Effect of higher-order interactions on noisy majority-rule dynamics with random group sizes

Abstract

We study noisy majority-rule dynamics on annealed hypergraphs to clarify how variability in group interaction sizes reshapes collective ordering. At each update, a group is sampled from a prescribed size distribution and either follows the strict within-group majority or, with probability q, updates independently under an external bias p. At the symmetric point p=1/2, we obtain an explicit analytical expression for the critical independence threshold qc, which separates macroscopic ordering from a fluctuating mixed state and can be interpreted as the largest fraction of independent behavior that can be sustained without destroying order. Because qc is governed by group-size statistics through an effective majority leverage, broad and heavy-tailed size distributions enhance robustness by enabling rare large-group events to realign a substantial fraction of the population.

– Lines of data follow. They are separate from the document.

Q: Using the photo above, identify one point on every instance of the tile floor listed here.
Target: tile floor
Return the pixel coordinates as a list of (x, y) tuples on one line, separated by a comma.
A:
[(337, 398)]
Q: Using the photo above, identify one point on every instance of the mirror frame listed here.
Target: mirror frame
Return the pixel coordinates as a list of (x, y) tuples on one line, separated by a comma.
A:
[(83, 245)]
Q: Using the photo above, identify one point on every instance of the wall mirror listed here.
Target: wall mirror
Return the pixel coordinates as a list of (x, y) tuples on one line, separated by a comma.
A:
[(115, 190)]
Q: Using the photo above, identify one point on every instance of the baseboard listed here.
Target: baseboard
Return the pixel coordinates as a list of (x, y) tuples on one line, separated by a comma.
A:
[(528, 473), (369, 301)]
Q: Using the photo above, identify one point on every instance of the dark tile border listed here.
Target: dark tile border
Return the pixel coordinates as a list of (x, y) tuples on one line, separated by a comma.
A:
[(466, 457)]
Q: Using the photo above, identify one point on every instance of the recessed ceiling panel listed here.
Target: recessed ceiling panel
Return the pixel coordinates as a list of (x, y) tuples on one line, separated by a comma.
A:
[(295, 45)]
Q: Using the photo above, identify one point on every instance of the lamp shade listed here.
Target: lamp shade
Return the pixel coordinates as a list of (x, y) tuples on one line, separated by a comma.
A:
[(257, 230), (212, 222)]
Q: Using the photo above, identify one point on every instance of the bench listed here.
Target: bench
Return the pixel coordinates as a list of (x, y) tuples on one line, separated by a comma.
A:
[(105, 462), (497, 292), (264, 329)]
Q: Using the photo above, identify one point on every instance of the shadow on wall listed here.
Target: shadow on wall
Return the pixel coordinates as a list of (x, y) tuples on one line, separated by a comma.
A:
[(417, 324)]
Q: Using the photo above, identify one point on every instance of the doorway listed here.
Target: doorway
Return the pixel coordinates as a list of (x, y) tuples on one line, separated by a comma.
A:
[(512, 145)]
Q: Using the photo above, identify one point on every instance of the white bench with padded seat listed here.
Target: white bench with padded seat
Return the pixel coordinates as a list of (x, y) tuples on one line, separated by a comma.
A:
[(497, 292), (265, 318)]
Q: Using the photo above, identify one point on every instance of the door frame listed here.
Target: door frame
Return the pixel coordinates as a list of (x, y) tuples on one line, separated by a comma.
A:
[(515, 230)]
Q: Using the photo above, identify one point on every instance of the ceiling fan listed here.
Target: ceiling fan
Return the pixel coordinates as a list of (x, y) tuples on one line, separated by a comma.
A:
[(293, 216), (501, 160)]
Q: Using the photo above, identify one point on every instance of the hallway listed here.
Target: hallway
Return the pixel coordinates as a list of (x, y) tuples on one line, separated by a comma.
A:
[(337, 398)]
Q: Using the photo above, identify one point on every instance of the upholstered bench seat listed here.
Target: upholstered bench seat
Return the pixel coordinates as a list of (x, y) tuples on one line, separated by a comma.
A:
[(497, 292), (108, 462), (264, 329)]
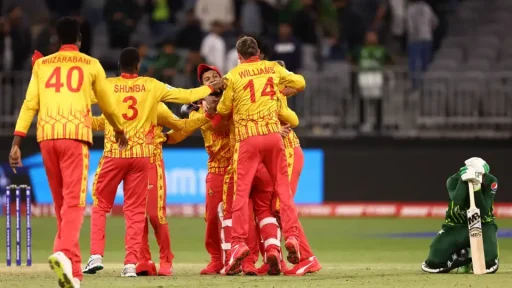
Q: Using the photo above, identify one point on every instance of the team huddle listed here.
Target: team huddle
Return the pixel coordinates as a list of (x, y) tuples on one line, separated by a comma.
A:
[(254, 164), (253, 168)]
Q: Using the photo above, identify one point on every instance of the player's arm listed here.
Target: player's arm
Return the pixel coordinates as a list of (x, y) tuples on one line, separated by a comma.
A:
[(98, 123), (101, 89), (286, 114), (484, 197), (29, 108), (196, 120), (167, 93), (290, 79), (457, 189), (226, 102)]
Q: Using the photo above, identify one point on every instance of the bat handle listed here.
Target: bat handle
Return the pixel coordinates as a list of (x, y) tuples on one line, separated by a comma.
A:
[(471, 195)]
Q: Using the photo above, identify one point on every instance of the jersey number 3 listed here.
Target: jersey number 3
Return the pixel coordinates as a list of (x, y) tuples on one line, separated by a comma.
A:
[(268, 89), (55, 82), (132, 102)]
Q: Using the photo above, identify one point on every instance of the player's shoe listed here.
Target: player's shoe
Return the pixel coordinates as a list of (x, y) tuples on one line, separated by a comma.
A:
[(61, 265), (263, 270), (309, 265), (129, 271), (165, 268), (226, 264), (494, 268), (94, 264), (146, 268), (284, 267), (212, 268), (292, 246), (248, 267), (238, 254), (273, 261)]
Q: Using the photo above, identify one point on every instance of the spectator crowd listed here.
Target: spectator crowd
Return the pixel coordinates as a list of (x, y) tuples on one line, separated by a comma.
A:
[(175, 36)]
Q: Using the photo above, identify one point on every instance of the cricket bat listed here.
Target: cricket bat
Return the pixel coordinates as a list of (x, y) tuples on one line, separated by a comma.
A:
[(475, 234)]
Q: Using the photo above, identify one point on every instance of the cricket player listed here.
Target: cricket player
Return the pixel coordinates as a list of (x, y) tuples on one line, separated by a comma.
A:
[(61, 93), (216, 141), (157, 195), (251, 94), (138, 98), (449, 249)]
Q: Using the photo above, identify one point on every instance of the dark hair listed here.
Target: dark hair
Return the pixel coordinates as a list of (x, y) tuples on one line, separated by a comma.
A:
[(263, 45), (68, 30), (247, 47), (281, 63), (129, 60)]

We further derive analytical predictions, benchmarked against Monte Carlo simulations, for the leading finite-size behavior of relaxation: for narrow distributions the characteristic relaxation time typically grows logarithmically with system size, whereas sufficiently heavy-tailed power laws produce strong crossovers and make the large-system dynamics sensitive to how q approaches the transition. In the pure majority-rule limit, we find a crossover from conventional logarithmic consensus times to rapid ordering driven by occasional macroscopic groups, and the exit probability near coexistence collapses onto a universal error-function form controlled by a single structural parameter.